To rid the gene pool of “unworthy” human traits, and thereby, “unworthy” humans, there began a collection of people with physical, mental, intellectual, and moral differences through massive standardized intelligence testing, the court system, the culling of orphanages, and the finger-pointing of neighbors. The United States gathered its “other,” segregating them into institutions. All of this was done in the name of human betterment using the “science” of Eugenics.

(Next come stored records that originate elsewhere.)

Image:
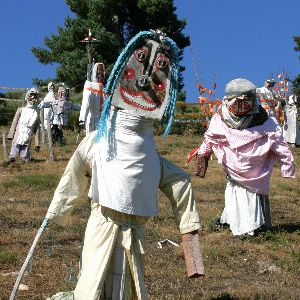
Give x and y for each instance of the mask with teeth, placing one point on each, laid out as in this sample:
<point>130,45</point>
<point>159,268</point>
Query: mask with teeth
<point>143,86</point>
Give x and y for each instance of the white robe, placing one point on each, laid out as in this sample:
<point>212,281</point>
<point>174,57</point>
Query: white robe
<point>127,181</point>
<point>113,250</point>
<point>91,105</point>
<point>27,123</point>
<point>244,210</point>
<point>291,131</point>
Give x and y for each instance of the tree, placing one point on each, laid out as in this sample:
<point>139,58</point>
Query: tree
<point>113,23</point>
<point>296,82</point>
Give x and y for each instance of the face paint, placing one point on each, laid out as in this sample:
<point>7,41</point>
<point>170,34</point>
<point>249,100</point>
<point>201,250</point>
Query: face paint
<point>143,87</point>
<point>240,106</point>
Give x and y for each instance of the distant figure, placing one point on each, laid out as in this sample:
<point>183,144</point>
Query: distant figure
<point>291,131</point>
<point>247,143</point>
<point>59,113</point>
<point>92,99</point>
<point>50,97</point>
<point>267,97</point>
<point>26,122</point>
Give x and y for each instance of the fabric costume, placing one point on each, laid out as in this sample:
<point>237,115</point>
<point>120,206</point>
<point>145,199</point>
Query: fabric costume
<point>26,122</point>
<point>59,113</point>
<point>125,172</point>
<point>291,130</point>
<point>92,101</point>
<point>50,97</point>
<point>267,97</point>
<point>247,152</point>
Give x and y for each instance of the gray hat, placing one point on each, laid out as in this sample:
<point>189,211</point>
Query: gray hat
<point>239,87</point>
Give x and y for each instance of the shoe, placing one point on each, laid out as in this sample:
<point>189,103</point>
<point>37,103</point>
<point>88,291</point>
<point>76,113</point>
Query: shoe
<point>216,225</point>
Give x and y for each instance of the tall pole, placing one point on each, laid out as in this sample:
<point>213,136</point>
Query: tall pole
<point>89,39</point>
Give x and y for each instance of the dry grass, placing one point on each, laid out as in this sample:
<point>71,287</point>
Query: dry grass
<point>263,267</point>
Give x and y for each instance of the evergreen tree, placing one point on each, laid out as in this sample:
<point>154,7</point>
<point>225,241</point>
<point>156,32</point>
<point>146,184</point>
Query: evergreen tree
<point>113,23</point>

The United States was not alone in its eugenic programs. From Latin America to Europe to Asia, the eugenic movement flourished. Adolph Hitler, using the “science” of eugenics and its ideas on “better” humans murdered six million people deemed to not be “better” humans.
The Degenerates (Atheneum Books for Young Readers) is the story of four young girls who (in 1928) were locked away in one of these institutions: the Massachusetts School for Idiotic and Feeble-Minded Youth (which later became known as the Fernald School).
In my attempt to understand history—and my place in it—I might imagine what it would have been like to live my entire life imprisoned in an institution such as this, but thousands and thousands of Americans didn’t have to imagine it. They lived it. The Massachusetts School for Idiotic and Feeble-Minded Youth opened its doors in 1850 and didn’t close them until 2014. The structure, patterns, and routines of this institution, along with many others like it across the United States, changed little in these 164 years. The world went on…forgetting about the people inside these massive institutions. Unfortunately, today we are still undoing the damage created by ideas such as eugenics, punishing the gorgeous diversity in the variation of humanity rather than celebrating it.

J. Albert Mann is an award-winning poet and the author of six published novels for children. She has an MFA from Vermont College of Fine Arts in Writing for Children and Young Adults, and is the Director of the WNDB Internship Grant Committee. The Degenerates is set to publish with Simon & Schuster’s Atheneum Books for Young Readers in March 2020. jalbertmann.com @jenannmann
That’s some gutsy writing, Jenn. You are an inspiration! Can’t wait to read it.
I am excited about this book and look forward to reading it!